Dave Uhl and Catina Polk look at Bob Leski as he demonstrates the black power sign.

There has been much talk as to whether Colin Kaepernick and other athletes are justified in their protest of the National Anthem.

About 70 people attended an Oct. 18 forum at MCCC on the topic that was moderated by president Kojo Quartey and consisted of seven panel members.

Each member of the panel, which included professors, a state representative, and the Republican nominee for sheriff, agreed that Kaepernick should be allowed to express his view.

“He has every right to protest,” said former MCCC professor Bob Leski.

The debate between the panelists centered on the way in which the quarterback was performing his protest.

“I totally agree with the protest,” said adjunct professor and Agora Chorale director, Catherine Brodie. “I just wonder if there would be a better way to do it.

Perhaps the players could kneel before the kickoff?”

Brodie said she is concerned about how Kaepernick’s protest is affecting veterans.

“I think it’s wrong to disrespect veteran’s. We need to be careful of hurting the families of someone lost in battle. I’m ashamed that we still haven’t learned to live peacefully,” Brodie said.

This train of thought was questioned by Meadow Montessori student Emily Jason, a member of the audience.

“What about the families of the black men who have been killed?” Jason asked.

Brodie reiterated that she absolutely did understand both sides and supported Kaepernick’s right to protest. She just thought we should consider the feelings of others.

“We all hurt each other too much,” Brodie said.

Professor Leski said there was no “right way” to protest.

“There was a terrible time in our history when you couldn’t protest war,” Leski said. “During World War II, over 100,000 citizens of Japanese descent were put into concentration camps here in America. Colin Kaepernick kneeling is one of the least forms of protest we have.”

Representative Bill LaVoy said that he believes that the athletes are trying to get people to think.

“I think they are trying to do it in as respectful a manner as possible,” LaVoy said. “Some are offended, but they have every right to protest.”

Catina Polk, a social scientist and adjunct professor, brought up statistics that show that even though African-American men make up 7 percent of the U.S. population, they represent 40 percent of those incarcerated.

“The entire Black Lives Matter movement is about getting some change,” Polk said. 

Jim DeVries, a former MCCC professor and veteran, showed support for both Kaepernick and the Black Lives Matter movement.

“When people respond with “all lives matter,” what they’re really saying is, ‘go away,’” DeVries said.

DeVries also talked about how insidious he believes racism is in America.

“There is an endless permutation of racism.
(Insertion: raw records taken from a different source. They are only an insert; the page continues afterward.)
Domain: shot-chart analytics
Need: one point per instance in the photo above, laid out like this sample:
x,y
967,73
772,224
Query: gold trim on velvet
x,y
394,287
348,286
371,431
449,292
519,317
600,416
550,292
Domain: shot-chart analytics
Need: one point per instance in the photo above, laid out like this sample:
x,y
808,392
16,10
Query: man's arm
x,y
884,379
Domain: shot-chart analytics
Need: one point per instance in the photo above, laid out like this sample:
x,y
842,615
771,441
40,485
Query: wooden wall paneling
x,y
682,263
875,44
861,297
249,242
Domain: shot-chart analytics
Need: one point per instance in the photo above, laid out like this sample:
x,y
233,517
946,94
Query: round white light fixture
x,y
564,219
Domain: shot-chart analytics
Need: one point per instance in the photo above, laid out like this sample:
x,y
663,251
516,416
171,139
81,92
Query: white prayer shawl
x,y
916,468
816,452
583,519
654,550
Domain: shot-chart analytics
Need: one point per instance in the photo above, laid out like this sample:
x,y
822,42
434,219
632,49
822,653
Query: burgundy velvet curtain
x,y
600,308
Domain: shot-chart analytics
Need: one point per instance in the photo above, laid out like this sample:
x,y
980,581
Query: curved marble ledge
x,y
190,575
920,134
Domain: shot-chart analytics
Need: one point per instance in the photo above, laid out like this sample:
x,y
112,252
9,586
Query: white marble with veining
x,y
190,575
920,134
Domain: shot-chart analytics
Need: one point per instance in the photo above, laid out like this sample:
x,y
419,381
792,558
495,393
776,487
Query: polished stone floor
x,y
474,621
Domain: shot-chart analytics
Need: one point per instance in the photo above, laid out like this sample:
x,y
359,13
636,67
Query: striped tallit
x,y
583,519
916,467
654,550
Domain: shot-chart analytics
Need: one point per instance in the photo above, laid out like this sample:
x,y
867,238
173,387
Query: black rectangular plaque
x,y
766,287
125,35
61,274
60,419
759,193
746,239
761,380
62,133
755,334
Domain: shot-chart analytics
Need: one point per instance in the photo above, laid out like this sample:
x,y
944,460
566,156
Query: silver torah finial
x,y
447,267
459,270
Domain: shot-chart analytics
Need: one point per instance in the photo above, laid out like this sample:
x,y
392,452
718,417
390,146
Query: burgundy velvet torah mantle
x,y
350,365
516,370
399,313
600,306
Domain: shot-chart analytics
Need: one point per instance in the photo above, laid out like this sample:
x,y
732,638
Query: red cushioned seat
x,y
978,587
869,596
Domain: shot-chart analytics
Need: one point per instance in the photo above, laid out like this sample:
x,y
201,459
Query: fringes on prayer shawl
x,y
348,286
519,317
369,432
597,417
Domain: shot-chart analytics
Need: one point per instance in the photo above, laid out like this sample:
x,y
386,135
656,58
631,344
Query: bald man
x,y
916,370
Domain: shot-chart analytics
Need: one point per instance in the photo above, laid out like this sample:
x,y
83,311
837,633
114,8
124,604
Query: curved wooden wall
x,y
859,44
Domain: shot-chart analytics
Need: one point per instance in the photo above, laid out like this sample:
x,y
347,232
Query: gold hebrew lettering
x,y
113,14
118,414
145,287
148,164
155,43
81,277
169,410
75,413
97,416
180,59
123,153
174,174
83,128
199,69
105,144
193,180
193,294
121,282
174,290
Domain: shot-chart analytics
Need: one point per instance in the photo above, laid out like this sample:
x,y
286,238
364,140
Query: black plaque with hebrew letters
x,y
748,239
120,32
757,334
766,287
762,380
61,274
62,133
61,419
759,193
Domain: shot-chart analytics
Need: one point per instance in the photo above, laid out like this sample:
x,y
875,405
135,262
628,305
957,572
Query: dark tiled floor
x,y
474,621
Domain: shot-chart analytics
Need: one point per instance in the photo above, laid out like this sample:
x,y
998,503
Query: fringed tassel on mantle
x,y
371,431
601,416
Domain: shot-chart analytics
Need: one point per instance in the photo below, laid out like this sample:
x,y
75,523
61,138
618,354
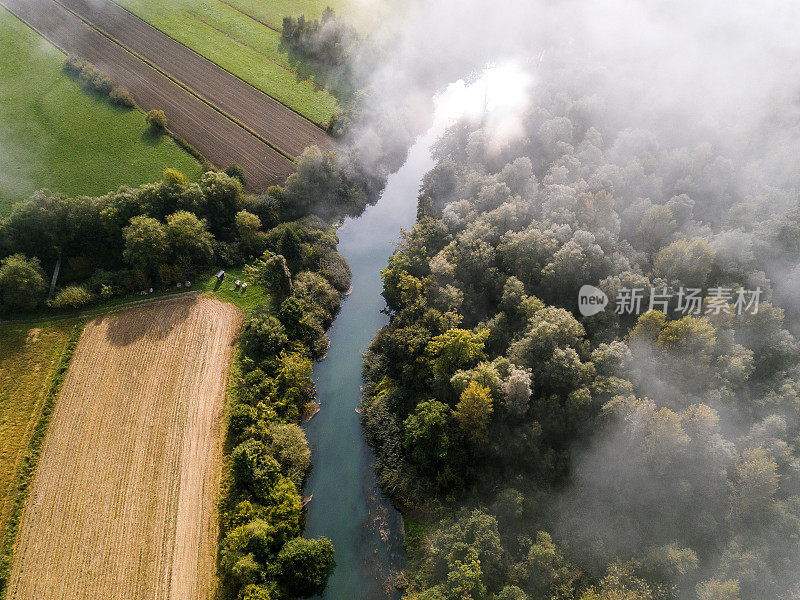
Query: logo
x,y
591,300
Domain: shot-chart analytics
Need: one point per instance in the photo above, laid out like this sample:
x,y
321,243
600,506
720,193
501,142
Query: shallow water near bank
x,y
347,505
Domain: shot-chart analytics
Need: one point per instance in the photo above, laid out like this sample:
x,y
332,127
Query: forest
x,y
537,453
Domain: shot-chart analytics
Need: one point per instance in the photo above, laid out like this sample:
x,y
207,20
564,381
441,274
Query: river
x,y
347,505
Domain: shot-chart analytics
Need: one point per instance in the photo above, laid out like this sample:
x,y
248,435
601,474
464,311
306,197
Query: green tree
x,y
263,336
453,350
255,592
687,262
304,565
146,243
473,412
189,239
21,282
428,436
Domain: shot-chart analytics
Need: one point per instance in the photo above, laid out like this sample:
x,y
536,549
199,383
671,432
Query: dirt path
x,y
217,137
123,503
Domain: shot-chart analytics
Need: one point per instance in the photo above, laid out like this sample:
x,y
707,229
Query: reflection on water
x,y
347,505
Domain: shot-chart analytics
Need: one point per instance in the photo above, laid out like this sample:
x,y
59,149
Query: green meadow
x,y
55,135
243,36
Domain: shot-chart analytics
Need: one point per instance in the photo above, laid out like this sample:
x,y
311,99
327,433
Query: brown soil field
x,y
219,139
123,503
270,119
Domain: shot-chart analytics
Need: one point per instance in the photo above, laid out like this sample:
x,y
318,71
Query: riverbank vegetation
x,y
550,455
262,554
56,129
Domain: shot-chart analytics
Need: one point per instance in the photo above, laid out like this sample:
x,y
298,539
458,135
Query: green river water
x,y
347,505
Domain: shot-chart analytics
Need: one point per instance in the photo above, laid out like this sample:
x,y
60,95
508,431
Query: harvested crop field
x,y
218,138
28,360
280,126
123,502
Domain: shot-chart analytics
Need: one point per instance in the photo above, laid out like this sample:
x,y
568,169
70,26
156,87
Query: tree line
x,y
549,455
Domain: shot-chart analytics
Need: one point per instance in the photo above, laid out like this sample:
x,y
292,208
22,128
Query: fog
x,y
660,79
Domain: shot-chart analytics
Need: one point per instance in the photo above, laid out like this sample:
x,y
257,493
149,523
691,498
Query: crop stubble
x,y
123,502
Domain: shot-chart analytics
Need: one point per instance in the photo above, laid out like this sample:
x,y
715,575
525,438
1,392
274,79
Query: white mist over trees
x,y
613,456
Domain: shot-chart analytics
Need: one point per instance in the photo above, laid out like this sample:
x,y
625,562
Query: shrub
x,y
304,566
21,282
157,120
119,96
74,296
287,443
236,172
336,270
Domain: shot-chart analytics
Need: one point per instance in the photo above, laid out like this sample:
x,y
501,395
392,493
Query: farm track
x,y
216,136
275,122
122,506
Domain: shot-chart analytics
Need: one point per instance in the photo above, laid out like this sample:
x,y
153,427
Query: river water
x,y
347,505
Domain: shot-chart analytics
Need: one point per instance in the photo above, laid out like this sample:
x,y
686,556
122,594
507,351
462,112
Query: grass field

We need to admit, on a cultural level, that we are racist,” DeVries said.

Robin West Smith, an adjunct professor and wife of a Detroit Police Officer, said she was grateful for the awareness that Kaepernick was bringing to police brutality.
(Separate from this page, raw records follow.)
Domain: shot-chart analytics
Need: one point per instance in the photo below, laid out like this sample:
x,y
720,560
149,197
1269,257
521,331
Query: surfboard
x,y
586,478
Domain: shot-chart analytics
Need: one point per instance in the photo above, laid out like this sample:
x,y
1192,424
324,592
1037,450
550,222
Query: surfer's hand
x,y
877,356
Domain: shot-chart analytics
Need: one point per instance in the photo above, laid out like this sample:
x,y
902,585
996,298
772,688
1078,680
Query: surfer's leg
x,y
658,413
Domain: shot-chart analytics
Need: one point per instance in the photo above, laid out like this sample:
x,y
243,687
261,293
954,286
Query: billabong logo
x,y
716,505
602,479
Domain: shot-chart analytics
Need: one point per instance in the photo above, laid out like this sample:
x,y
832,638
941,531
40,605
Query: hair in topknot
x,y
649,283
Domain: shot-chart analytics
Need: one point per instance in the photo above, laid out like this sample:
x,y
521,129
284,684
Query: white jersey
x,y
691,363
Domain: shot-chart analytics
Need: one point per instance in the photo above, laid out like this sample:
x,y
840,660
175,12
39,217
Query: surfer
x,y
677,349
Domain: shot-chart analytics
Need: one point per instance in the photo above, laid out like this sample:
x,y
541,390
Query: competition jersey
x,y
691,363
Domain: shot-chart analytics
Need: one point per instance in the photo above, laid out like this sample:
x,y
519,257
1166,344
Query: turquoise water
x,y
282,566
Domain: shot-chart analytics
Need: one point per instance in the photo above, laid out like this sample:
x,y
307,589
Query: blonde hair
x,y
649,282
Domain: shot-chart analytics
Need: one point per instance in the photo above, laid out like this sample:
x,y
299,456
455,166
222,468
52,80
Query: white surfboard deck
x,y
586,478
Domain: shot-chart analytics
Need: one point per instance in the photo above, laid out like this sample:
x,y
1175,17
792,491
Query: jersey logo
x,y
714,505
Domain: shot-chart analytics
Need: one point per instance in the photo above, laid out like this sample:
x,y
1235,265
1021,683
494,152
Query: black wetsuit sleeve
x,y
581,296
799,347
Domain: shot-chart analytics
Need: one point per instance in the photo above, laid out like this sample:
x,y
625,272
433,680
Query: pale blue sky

“We look at the numbers, we see it with our eyes,” West Smith said. “There are just as many black people dying today as died at the hands of lynch mobs.”
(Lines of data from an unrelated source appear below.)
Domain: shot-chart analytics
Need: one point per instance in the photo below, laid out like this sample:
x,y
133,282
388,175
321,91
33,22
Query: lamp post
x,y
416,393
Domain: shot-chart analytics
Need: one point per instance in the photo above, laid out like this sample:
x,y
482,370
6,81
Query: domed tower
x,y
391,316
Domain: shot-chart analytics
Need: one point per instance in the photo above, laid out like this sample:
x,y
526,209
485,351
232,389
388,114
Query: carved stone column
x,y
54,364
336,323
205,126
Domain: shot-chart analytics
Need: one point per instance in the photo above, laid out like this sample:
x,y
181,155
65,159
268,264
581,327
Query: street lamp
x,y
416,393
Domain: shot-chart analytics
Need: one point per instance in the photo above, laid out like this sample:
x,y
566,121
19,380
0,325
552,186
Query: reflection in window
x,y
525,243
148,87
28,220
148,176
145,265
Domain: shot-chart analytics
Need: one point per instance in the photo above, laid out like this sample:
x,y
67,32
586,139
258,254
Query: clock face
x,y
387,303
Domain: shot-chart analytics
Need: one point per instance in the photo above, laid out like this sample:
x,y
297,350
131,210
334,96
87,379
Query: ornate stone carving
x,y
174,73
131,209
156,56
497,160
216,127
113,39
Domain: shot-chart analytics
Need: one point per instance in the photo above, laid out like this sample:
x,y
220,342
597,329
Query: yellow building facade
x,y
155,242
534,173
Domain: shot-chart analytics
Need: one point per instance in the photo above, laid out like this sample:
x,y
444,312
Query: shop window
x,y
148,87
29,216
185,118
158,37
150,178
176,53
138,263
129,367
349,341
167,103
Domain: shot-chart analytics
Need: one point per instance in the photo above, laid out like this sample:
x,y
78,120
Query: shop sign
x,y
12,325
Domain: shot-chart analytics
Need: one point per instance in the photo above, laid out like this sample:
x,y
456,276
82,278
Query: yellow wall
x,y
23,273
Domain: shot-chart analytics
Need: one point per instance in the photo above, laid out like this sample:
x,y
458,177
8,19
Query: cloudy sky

Josh Taylor, a student, asked the panelists why they weren’t discussing a statistic that claimed 91% of all Black people were killed by other Black people. Taylor falsely claimed that it was an FBI statistic.

“Those are not FBI statistics,” West Smith said. “The stats he referenced came from a white nationalist website.”

Upon checking, the Agora discovered that the statistics did in fact come from a white supremacist website and were retweeted by Donald Trump. 

Dave Uhl, a police officer for 40 years and the current Republican nominee for sheriff, received a round of applause when discussing how to bridge the gap between the police department and the community.

“We need to break down the wall that currently exists and interact more with citizens,” Uhl said. “There needs to be change.”

A.J. Fischer, MCCC’s Director of Financial Services, asked the panel where we go from here.

“What do we do next” Fischer said.

“You can ask me that question on Nov. 9,” West Smith said. “I won’t have an answer for that until we know the results of the election.”